- Dummy objects are passed around but never actually used. Usually they are just used to fill parameter lists.
- Fake objects actually have working implementations, but usually take some shortcut which makes them not suitable for production (an in memory database is a good example).
- Stubs provide canned answers to calls made during the test, usually not responding at all to anything outside what's programmed in for the test. Stubs may also record information about calls, such as an email gateway stub that remembers the messages it 'sent', or maybe only how many messages it 'sent'.
- Mocks are ... objects pre-programmed with expectations which form a specification of the calls they are expected to receive.

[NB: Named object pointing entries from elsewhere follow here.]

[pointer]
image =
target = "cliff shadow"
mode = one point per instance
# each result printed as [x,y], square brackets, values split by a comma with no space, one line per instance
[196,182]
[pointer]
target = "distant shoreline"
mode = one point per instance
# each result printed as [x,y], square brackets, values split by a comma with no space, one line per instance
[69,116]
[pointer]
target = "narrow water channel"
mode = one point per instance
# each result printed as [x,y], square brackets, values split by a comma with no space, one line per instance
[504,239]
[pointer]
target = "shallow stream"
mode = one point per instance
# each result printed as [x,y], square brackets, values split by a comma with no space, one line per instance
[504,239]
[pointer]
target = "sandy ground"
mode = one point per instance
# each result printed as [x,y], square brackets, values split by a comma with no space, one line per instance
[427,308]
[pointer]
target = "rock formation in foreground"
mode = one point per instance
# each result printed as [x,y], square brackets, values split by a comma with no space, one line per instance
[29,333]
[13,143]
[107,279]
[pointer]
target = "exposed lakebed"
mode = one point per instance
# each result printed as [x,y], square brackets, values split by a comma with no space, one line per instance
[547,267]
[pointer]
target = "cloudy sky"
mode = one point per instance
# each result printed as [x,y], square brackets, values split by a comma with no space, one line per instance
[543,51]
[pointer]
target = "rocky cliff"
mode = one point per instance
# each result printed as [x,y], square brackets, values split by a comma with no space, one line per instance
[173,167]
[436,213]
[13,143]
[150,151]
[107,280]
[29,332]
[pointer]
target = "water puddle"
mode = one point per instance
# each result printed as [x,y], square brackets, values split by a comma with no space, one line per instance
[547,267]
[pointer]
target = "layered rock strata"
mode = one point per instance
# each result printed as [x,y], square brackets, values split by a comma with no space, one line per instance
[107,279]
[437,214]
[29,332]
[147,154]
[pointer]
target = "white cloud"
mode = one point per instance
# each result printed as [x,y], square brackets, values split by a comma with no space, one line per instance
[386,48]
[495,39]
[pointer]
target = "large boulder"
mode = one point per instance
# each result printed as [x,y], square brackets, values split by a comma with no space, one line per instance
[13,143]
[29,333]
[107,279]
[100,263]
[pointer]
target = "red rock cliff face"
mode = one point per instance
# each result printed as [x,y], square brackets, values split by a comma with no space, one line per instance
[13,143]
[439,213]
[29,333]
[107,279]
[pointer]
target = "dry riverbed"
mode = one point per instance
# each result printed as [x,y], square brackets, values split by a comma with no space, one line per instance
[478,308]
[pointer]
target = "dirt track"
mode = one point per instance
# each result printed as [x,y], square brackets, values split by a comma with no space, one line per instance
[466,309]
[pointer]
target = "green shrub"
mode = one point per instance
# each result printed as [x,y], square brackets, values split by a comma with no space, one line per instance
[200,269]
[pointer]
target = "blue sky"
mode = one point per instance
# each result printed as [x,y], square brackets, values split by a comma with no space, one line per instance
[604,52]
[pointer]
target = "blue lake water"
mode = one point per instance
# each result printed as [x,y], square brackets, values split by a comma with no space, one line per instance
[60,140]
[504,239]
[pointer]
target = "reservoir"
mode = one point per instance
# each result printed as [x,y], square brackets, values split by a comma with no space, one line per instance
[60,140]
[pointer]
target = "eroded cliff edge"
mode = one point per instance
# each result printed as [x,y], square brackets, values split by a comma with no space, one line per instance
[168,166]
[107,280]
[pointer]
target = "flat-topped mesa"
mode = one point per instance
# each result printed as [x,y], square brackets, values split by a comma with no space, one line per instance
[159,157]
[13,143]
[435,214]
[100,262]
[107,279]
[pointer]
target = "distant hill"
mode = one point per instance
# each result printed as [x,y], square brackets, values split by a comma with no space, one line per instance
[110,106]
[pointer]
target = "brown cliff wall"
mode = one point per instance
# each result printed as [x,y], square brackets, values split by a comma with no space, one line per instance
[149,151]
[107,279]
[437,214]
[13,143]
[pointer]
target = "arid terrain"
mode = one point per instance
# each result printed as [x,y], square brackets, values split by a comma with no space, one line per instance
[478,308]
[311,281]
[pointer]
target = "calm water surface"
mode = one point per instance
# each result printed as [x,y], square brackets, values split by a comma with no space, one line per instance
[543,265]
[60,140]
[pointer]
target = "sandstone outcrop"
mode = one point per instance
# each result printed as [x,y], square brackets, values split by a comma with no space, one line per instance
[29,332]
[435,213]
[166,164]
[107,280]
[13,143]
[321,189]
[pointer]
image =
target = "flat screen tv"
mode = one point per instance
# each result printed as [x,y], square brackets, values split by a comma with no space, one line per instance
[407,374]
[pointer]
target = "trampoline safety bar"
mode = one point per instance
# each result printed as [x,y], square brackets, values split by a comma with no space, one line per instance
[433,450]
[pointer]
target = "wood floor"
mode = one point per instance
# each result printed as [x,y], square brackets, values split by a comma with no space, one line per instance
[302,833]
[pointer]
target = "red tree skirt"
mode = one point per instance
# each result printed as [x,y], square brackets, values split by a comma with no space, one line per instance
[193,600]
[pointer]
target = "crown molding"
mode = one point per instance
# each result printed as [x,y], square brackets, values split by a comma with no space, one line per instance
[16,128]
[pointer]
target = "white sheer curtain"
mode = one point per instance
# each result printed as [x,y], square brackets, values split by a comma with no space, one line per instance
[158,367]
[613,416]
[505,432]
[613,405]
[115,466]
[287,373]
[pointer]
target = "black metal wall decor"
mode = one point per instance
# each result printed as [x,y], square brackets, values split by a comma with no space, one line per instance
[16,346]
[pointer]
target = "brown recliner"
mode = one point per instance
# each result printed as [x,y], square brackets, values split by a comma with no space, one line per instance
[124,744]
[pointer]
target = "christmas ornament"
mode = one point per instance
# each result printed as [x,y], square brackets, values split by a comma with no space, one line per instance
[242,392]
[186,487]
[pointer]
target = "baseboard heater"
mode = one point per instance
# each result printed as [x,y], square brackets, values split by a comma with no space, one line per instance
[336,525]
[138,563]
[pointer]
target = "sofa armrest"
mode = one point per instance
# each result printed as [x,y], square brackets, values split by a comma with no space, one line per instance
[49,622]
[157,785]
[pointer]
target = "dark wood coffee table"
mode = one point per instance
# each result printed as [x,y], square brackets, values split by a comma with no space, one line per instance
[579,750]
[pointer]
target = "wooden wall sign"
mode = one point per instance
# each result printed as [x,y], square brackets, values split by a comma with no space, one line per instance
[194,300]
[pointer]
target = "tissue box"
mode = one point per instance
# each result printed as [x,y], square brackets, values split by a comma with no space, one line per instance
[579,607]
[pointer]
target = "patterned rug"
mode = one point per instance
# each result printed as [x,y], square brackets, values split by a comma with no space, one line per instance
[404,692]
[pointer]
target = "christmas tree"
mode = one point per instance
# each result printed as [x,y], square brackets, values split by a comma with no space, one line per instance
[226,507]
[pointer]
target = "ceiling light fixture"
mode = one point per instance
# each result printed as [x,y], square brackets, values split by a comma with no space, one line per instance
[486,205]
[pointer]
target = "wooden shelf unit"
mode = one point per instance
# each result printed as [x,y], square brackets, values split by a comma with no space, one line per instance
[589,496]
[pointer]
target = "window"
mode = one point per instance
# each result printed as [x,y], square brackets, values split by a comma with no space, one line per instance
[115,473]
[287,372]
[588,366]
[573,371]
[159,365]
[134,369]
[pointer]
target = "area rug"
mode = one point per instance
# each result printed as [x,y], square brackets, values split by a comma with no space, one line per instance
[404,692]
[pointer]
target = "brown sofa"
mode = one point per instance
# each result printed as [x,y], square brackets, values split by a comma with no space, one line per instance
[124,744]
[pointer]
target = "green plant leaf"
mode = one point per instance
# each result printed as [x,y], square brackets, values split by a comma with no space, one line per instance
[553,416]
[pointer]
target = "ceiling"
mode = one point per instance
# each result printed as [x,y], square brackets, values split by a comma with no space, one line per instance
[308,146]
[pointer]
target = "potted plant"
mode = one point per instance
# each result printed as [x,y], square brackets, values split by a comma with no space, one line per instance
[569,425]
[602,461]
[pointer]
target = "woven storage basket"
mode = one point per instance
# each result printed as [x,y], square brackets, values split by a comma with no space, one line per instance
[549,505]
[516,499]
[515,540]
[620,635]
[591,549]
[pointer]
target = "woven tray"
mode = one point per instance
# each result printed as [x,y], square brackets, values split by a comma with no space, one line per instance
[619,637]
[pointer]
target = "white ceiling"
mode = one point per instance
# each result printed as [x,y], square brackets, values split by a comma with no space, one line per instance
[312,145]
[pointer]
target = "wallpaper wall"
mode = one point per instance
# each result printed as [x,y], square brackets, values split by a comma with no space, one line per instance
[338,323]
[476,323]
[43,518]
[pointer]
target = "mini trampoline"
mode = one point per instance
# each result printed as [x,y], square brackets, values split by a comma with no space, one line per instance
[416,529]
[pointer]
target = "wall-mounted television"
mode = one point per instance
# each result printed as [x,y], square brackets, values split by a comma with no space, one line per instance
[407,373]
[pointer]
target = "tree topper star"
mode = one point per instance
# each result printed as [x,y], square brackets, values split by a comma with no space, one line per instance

Part one of my question would be, is this even authoritative? Is this language widely used and understood?
The second part of my question is that it seems that my mocking framework of choice, Mockito, makes it easy to blur the line, certainly between mocks and stubs.
- Everything is called "mock". Either by calling the Mockito.mock() method or with a @Mock annotation, you use the word "mock" to create mocks, stubs, and sometimes dummies (if a simple "new" won't do). The exception is a "spy" which might be used to make something like a "fake", but can also be used to wrap your system under test.
- Even if you didn't care about the name of the method to create a test double, the double can be verified (or not) and you can include a capture in the verification step, which seem to include some things that a stub would do (remembering calls that were made) and mocks (verifying that certain expected calls were made).
The reason I ask is that I try to name my doubles according to the four things I see above, but then get confused sometimes whether something really has the role of stub or a mock. So, is this a deficiency of Mockito, or is this just how things have evolved and the distinction is not really important?